Author response image 4.. Survival analysis of 448 lung adenocarcinoma patients (TCGA-LUAD) and 475 lung squamous cell carcinoma patients (TCGA-LUSC).

Median glucose transporter GLUT1 expression value splits down the patient tumors into low and high GLUT1 expressers. Kaplan-Meier plots show that GLUT1 expression is associated with a poor overall survival in patients with (a) LUAD tumors, whereas it is not prognostic in patients with (b) LUSC lesions. p-values were computed with Wald test.

Author response image 5.. KPG1G3 tumors proliferate significantly more than KP lesions.

(a) Dot plot with mean ± s.d shows percent of pHH3 positive cells per KP or KPG1G3 tumors (n = 4, 6 mice and n = 115, 101 tumors, respectively) at sacrifice. ****: p < 0.0001 by Mann-Whitney test.

Author response image 6.. Glut3 and Pparα expressions correlate neither in KP nor in KPG1 tumors.

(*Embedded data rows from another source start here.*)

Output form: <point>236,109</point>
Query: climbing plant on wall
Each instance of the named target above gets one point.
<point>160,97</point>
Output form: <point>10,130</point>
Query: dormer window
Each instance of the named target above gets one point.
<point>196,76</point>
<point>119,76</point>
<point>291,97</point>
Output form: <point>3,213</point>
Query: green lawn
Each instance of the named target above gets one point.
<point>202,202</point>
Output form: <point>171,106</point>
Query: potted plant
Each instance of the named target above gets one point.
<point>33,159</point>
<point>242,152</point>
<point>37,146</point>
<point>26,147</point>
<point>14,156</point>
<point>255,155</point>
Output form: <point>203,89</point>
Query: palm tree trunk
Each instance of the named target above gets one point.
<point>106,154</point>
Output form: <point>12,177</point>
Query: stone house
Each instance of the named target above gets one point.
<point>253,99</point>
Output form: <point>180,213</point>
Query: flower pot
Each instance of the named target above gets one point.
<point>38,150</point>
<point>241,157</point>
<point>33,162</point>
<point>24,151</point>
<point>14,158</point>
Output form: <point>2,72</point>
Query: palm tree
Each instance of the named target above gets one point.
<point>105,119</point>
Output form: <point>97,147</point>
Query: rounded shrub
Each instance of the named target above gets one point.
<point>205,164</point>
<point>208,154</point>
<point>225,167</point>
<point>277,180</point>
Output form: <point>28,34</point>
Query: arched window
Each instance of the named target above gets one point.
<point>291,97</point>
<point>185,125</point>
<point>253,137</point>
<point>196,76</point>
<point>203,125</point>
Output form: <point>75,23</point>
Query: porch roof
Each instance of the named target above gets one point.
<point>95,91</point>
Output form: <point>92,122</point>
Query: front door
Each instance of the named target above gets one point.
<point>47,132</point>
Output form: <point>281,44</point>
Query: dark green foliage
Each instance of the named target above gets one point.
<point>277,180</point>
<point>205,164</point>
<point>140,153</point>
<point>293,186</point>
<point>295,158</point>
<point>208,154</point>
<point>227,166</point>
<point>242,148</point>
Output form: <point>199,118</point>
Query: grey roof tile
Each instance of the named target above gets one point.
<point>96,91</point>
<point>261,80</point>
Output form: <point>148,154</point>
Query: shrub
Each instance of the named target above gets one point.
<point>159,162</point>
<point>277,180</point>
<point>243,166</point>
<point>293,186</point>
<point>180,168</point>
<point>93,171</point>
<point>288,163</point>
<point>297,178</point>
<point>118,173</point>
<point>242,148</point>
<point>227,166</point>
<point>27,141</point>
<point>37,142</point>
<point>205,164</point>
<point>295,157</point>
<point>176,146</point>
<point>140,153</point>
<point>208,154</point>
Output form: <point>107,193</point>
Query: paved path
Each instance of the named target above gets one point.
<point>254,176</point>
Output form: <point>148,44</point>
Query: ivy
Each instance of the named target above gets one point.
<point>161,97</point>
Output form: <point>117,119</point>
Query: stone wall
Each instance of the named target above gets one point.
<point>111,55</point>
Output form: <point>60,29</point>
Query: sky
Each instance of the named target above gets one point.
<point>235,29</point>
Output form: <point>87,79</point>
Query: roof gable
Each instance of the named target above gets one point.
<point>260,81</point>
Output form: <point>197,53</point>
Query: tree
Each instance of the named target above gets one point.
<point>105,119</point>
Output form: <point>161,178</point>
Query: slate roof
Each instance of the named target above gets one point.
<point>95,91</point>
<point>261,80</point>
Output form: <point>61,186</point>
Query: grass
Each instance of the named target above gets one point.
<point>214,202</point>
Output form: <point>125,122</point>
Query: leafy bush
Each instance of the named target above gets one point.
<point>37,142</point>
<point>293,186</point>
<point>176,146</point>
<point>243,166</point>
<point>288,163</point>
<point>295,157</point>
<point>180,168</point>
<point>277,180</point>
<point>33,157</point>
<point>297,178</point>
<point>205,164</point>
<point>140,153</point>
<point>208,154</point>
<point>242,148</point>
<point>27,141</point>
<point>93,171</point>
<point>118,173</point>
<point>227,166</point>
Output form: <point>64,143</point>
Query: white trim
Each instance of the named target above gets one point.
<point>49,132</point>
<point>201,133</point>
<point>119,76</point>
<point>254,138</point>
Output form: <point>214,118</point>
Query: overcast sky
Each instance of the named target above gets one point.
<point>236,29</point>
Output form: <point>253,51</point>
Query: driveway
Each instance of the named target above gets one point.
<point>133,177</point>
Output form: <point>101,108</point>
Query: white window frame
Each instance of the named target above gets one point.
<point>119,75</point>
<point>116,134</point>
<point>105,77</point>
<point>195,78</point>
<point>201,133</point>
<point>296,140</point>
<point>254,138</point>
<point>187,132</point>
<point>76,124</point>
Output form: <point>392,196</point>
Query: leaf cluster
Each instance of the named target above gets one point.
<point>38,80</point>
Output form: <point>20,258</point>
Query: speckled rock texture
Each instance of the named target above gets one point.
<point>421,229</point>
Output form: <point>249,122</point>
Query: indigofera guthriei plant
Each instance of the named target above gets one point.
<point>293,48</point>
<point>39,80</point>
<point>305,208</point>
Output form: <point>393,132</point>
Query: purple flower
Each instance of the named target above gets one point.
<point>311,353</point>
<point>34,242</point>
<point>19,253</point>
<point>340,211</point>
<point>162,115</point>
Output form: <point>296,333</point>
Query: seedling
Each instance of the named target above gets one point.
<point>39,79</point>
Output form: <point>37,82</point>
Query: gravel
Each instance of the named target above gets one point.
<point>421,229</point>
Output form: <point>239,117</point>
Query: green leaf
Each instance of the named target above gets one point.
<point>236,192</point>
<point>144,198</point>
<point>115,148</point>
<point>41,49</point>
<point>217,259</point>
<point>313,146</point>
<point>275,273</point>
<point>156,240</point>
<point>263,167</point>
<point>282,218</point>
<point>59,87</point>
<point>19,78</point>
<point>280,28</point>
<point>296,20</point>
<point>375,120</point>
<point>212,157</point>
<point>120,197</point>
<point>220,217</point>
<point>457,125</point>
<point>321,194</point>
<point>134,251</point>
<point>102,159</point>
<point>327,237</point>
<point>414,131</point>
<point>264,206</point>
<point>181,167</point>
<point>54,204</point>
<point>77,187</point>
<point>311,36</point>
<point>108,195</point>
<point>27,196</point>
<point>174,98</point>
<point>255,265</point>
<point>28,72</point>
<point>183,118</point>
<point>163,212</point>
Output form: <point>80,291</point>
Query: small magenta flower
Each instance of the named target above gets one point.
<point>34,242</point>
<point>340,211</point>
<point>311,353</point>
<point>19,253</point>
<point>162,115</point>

(a) Representative serial KPG1 tumor-bearing lung sections stained by immunohistochemistry (IHC) for (upper panel) Glut3 and (lower panel) Pparα. Tumors analyzed for this KPG1 mouse are encircled in red. Scale bars: 2 mm. (b-c) Graphs showing the Pearson correlation between Glut3 and Pparα expressions determined by IHC staining in (b) KP (n = 45) and (c) KPG1 (n = 28) tumors. Line of identify, R squared are indicated on graphs. ns: not significant.

Author response image 7.. The increased KLG1 tumor growth does not impact the overall mouse survival.